Büyük kredi düzenlemesi baş ağrıtacak…

You may choose a language (en,ar,de,fr,tr)


Basel Komitesi’nin yeni büyük kredi düzenlemesi, 1933 yılından bu yana kullanageldiğimiz, kendimizce içtihatlar oluşturduğumuz Bankacılık Kanunu’nun kredi sınırlarına ilişkin düzenlemelerini kökten değiştirmeye aday. Üstelik değişim çok da kolay olmayacak.

Bankaların sadece bir kişiye veya birbiri ile ilişkili kişiler (sermaye) grubuna verebileceği kredilerin azami miktarını banka özkaynaklarının belli bir oranı ile sınırlanmasına yönelik mevzuat ve  uygulamaların tarihi hayli eski.  Ülkemizde 1933 tarihli Mevduatı Koruma Kanunu  ile başlamış. İlk bankacılık kanunumuz sayılan bu düzenlemede sermayesi 3 milyon TL’nin altında olan bankaların bir kişiye verebilecekleri kredi miktarı sermayelerinin %10’u ile sınırlanmış (Aslında mevcut Bankacılık Kanunumuza göre normal kredi sınırı hala yasal özkaynakların %10’udur. Ancak bankalar sermayelerinin %10’unun üzerinde kredi kullandırabilirler. %10’luk sınırın üzerindeki krediler -aşağıda değineceğimiz Basel Komitesi düzenlemelerine uygun bir şekilde- büyük kredi olarak isimlendirilir. Ancak bir büyük kredi özkaynakların %25’ini, toplam büyük krediler ise özkaynakların sekiz katını aşamaz. Dolayısıyla Bankacılık Kanunu’na göre normal kredi sınırı %10, büyük kredi sınırı ise %25’tir).
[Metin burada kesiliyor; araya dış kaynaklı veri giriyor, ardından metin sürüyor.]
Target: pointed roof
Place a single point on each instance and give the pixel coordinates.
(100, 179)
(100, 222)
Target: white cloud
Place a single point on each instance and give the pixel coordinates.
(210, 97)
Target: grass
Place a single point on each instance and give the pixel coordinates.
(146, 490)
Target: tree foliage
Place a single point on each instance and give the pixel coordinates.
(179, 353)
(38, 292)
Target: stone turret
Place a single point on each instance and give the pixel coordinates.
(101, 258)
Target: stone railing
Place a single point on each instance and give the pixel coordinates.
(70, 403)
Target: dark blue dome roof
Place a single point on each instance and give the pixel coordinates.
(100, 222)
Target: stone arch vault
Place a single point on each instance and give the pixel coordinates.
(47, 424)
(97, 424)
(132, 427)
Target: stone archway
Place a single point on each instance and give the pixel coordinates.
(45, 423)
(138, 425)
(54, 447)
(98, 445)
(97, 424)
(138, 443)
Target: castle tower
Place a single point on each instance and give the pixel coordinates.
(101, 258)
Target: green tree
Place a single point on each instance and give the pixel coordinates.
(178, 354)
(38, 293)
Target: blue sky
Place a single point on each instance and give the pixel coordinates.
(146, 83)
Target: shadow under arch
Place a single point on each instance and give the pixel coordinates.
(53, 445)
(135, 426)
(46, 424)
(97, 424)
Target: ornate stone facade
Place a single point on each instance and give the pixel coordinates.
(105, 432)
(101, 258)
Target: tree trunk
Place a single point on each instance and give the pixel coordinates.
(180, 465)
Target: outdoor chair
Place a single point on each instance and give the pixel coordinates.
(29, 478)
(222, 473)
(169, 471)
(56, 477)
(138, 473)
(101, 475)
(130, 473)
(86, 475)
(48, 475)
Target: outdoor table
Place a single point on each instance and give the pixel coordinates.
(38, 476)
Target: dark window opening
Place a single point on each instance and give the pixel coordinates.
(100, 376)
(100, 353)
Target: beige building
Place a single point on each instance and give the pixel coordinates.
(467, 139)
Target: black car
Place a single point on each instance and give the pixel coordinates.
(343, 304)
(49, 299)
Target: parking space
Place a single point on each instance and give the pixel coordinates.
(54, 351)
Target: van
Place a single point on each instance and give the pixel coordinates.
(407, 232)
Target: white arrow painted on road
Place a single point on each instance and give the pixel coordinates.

Son 30 yıllık dönemde gelişen risk bazlı sermaye yeterliliği düzenlemelerine rağmen,  Basel Komitesi tek bir kişi veya sermaye grubuna verilecek kredi miktarının sermayenin belli bir oranı ile sınırlanmasının (kredi temerrüt konsantrasyonundan kaynaklanan  batışları önleme açısından) hala çok önemli olduğunu düşünüyor. Zira bankacılık tarihinde özkaynaklarının büyük bir bölümünü tek bir kredi ilişkisi ile yitirip batan banka örnekleri var.  (Ülkemizde de özellikle banka sermayesine hakim grup kredileri ve diğer sorunlar yüzünden TMSF’ye devredilen banka örnekleri mevcut. Ancak, banka hakim hissedarı ile hiçbir ilişkisi, hatta hakim hissedarı olmayan, buna rağmen sermayesinin %25’inden fazlasını kanuni limitleri de aşarak tek bir müşteriye kullandırıp, sadece bu kredilerin geri dönmemesi ve ortaya çıkan sermaye açığının kapatılamaması üzerine  1990’lı yılların başındaki mevzuat çerçevesinde bir kamu bankasına  devredilen banka örneğimiz de var.).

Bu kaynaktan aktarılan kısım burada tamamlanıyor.